Dear editor,
As a student-activist, I feel that I must take issue with the opinion article (“The battlefield in the voting booth, not the streets” Feb. 27). Throughout the article, I felt a sense of optimism but more of a feeling of ignorance in regarding the time and place for protesting.
While I do agree that protesting is only part of the solution, saying that it is only proper regarding civil liberties is not. History has shown that protesting physical, social media, boycotting or whatever you consider protesting is effective.
The argument that dropping the signs and campaigning is bizarre – as if we live in some utopia in which it will always work. The writer failed to explain the realities of voter suppression and institutional racism that exists in our democracy.
The idea that contacting your representatives on any level and getting them to change their mind is like driving up to Memphis to get a lottery ticket and winning. The ills of voter suppression in which includes voter I.D. laws, gerrymandering of political districts as well as the many other pitfalls used in the past and today to quiet the voices of such issues.

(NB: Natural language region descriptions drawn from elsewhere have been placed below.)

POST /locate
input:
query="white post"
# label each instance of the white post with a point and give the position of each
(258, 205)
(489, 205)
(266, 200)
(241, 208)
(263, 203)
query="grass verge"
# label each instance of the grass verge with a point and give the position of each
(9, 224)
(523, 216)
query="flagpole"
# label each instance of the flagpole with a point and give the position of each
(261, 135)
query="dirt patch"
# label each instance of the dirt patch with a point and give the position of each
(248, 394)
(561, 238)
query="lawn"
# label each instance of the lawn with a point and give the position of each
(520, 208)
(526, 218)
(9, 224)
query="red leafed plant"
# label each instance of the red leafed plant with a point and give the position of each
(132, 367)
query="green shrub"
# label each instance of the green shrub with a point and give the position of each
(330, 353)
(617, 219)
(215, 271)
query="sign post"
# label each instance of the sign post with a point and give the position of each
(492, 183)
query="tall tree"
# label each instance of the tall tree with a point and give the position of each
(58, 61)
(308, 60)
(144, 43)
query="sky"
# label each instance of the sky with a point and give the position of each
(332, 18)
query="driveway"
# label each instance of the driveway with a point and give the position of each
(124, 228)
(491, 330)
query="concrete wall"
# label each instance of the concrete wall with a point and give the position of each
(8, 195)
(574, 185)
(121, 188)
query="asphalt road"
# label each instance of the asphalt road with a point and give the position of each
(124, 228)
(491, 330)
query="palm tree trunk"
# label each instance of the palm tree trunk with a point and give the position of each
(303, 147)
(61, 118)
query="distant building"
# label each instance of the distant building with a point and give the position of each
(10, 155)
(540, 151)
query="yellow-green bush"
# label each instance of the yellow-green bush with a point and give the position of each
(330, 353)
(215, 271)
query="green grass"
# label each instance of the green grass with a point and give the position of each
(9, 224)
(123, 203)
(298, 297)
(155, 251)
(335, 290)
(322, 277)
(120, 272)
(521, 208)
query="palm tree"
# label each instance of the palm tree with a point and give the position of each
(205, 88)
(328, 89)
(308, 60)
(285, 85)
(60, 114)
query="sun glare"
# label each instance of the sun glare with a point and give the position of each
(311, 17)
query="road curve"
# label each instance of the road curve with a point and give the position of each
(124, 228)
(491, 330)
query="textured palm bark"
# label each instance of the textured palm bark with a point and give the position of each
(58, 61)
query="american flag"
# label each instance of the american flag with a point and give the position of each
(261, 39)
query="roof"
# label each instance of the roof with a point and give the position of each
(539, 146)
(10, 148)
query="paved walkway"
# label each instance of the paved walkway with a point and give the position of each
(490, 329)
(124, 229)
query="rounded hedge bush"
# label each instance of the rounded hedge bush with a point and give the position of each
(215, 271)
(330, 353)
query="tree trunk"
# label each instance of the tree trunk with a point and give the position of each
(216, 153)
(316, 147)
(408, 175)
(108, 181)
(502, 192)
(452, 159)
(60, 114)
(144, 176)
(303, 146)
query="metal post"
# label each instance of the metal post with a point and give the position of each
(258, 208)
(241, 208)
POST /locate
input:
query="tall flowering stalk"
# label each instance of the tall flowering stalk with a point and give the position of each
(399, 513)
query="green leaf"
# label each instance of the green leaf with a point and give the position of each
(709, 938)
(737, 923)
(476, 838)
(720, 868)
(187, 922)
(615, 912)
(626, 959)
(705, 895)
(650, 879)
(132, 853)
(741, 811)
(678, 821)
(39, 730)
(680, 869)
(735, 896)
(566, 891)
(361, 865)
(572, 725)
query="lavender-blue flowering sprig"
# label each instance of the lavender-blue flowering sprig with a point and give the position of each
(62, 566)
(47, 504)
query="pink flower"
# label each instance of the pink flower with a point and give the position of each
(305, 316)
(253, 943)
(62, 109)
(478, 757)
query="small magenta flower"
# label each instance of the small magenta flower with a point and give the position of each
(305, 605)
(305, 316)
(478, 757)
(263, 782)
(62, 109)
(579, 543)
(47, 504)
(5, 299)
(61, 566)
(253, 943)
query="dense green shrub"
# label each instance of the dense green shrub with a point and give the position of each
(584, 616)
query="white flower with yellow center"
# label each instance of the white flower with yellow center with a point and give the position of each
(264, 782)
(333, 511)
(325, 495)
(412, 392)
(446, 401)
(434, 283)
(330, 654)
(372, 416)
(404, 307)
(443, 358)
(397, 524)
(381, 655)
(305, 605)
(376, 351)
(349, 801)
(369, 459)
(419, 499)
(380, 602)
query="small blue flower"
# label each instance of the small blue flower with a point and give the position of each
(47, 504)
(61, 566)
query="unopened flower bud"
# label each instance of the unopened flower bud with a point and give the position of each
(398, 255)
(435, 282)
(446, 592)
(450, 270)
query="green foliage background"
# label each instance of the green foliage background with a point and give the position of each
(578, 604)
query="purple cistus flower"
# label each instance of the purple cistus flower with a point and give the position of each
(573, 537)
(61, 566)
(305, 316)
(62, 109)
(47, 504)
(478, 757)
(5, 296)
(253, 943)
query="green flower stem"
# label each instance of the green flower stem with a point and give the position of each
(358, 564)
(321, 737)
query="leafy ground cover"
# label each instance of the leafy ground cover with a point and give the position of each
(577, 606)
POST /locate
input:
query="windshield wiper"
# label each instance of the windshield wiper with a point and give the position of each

Have we forgotten the plight of institutional racism in matters such as the Flint water crisis or the shooting of Mike Brown among the countless other things?
I feel protesting is proper to the point that it is at level with other forms to furthering such cause but to think that protesting should be discouraged to the only extreme crisis with all the pitfalls such protestors continue to face is ignorant, to say the least.
So, my question is that protesting an administration that touts racism, bigotry, misogyny, and deprivation of the press among the countless other things not worth protesting for?